Data Engineer at Fetcherr

Warsaw, Masovian Voivodeship, Poland -

Full Time

Start Date

Immediate

Expiry Date

27 Jun, 26

Salary

0.0

Posted On

29 Mar, 26

Experience

2 year(s) or above

Remote Job

Yes

Telecommute

Yes

Sponsor Visa

Skills

Python, SQL, ETL/ELT Pipelines, Airflow, Dagster, Spark, Dask, Beam, AWS, GCP, Azure, BigQuery, Docker, Kubernetes, CI/CD, Pytest

Industry

Software Development

Description

Fetcherr is an AI-driven company specializing in deep learning, algorithmic trading, and large-scale data solutions. Our core technology, the Large Market Model (LMM), enables accurate demand forecasting and real-time, data-driven decision-making.
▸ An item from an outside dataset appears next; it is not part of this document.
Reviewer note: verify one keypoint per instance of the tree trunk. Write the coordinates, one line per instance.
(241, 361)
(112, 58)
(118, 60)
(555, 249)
Originally focused on the airline industry, Fetcherr is expanding its AI solutions across additional industries. We are seeking a Data Engineer to join our growing data team to design, build, and maintain data pipelines and infrastructure. You will work on distributed systems, orchestration frameworks, cloud environments, and modern data technologies to ensure that data flows reliably and efficiently across the organization. Key Responsibilities: Optimize processes for scalability and efficiency in distributed environments. Ensure data quality, integrity, and performance across workflows. Work with cloud-native solutions and containerized environments (Docker/Kubernetes). Implement and manage orchestration frameworks (Airflow/Dagster/etc.). Collaborate with cross-functional teams to support business and research needs. Develop and enforce CI/CD processes and data testing frameworks (pytest, GE, or similar). Monitor, troubleshoot, and continuously improve pipeline reliability and performance. Requirements You’ll be a great fit if you have... 4+ years of professional experience with Python and SQL. Proven experience building and maintaining ETL/ELT pipelines (batch/streaming) with orchestration frameworks (Airflow, Dagster, or similar). Hands-on experience with distributed computing frameworks (Spark, Dask, Beam) and large-scale data processing. Experience with major cloud platforms (AWS, GCP, or Azure); GCP/BigQuery is an advantage. Proficiency with Docker/Kubernetes and CI/CD pipelines (GitLab CI, GitHub Actions, or similar). Solid understanding of software engineering practices (data structures, algorithms, TDD, code quality). Familiarity with data testing and monitoring frameworks (pytest, Great Expectations, observability tools). Nice to Have: Experience with dbt, ClickHouse, or Ray. Familiarity with Python data libraries (pandas, NumPy, Apache Arrow, Jinja). Background in functional programming.

Responsibilities

The Data Engineer will be responsible for designing, building, and maintaining data pipelines and infrastructure, focusing on distributed systems, orchestration frameworks, and cloud environments. Key tasks include optimizing processes for scalability, ensuring data quality, and implementing orchestration frameworks like Airflow or Dagster.